I posit that traditional button-first UI designs will soon become an afterthought, and prompt-first UI will become the new convention.
The hallmark of innovation in many companies moving forward will be their integration of AI into products. This fundamentally changes how we approach frontend design and the general UX of AI-driven applications.
The Power of Long-Term Context
Let's consider Mr. François, who uses a hypothetical assistant app called "Sidekick." Sidekick stores your conversations, preferences, emotions, and decisions over extended periods. After a year of use, it might understand your behavior patterns better than your partner. It could:
- Predict emotional burnouts.
- Suggest lifestyle changes.
- Warn about recurring stress patterns.
This high level of personalization is achievable because the LLM isn’t guessing, it now has your real data and works with it.
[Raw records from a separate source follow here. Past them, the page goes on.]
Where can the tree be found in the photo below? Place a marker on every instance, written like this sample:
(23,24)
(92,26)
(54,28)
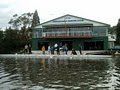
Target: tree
(15,21)
(24,20)
(1,42)
(112,30)
(118,33)
(36,20)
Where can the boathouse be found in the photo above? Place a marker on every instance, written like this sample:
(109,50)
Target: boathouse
(71,30)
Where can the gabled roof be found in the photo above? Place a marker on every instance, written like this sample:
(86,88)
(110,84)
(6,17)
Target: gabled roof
(79,20)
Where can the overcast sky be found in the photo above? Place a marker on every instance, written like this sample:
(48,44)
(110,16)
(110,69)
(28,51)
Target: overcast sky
(106,11)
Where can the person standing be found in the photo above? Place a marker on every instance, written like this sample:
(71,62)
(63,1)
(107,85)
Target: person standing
(52,49)
(29,48)
(66,49)
(26,48)
(49,50)
(80,49)
(58,50)
(43,49)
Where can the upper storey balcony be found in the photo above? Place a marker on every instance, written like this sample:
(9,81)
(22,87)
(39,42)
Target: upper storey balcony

Use Case: The Café Finder (A Minimalist Example)
Weekends in Paris are for relaxation, socializing with friends from the outskirts of the city (the banlieue), and enjoying a glass of wine. Choosing the ideal café for relaxation is a recurring and challenging decision due to numerous options. Google searches often fall short, as finding a café involves more than just its physical characteristics. It’s about the atmosphere, vibes, and emotional connection. Reviews alone don't adequately convey these nuances.
With LLMs and MCP, this experience transforms entirely. Imagine a personalized, curated list of top cafés around the city.
A user might ask, "Give me a cozy place suitable for five friends, preferably near water."
The MCP-powered LLM then queries your curated database, analyzes contextually rich data, and provides finely tailored recommendations. This approach ensures fine-grained queries produce highly personalized results.
The Future: Expression Becomes Power
Individuals who clearly articulate their needs will achieve more accurate, relevant, and helpful outcomes. We're entering an era where expressiveness becomes a vital skill, influencing the quality of interaction with AI.
Better expression → Better context → Better results.
LLMs will inherently reward clear thinkers and communicators.
Final Thoughts
Software is shifting from purely functional to genuinely agentic. Products will no longer be static experiences but active partners in accomplishing tasks.
I firmly believe LLMs powered by Model Context Protocols represent the future, not just in applications but in every facet of our lives, from homes to hospitals, from cars to casual conversations. Welcome to the new world.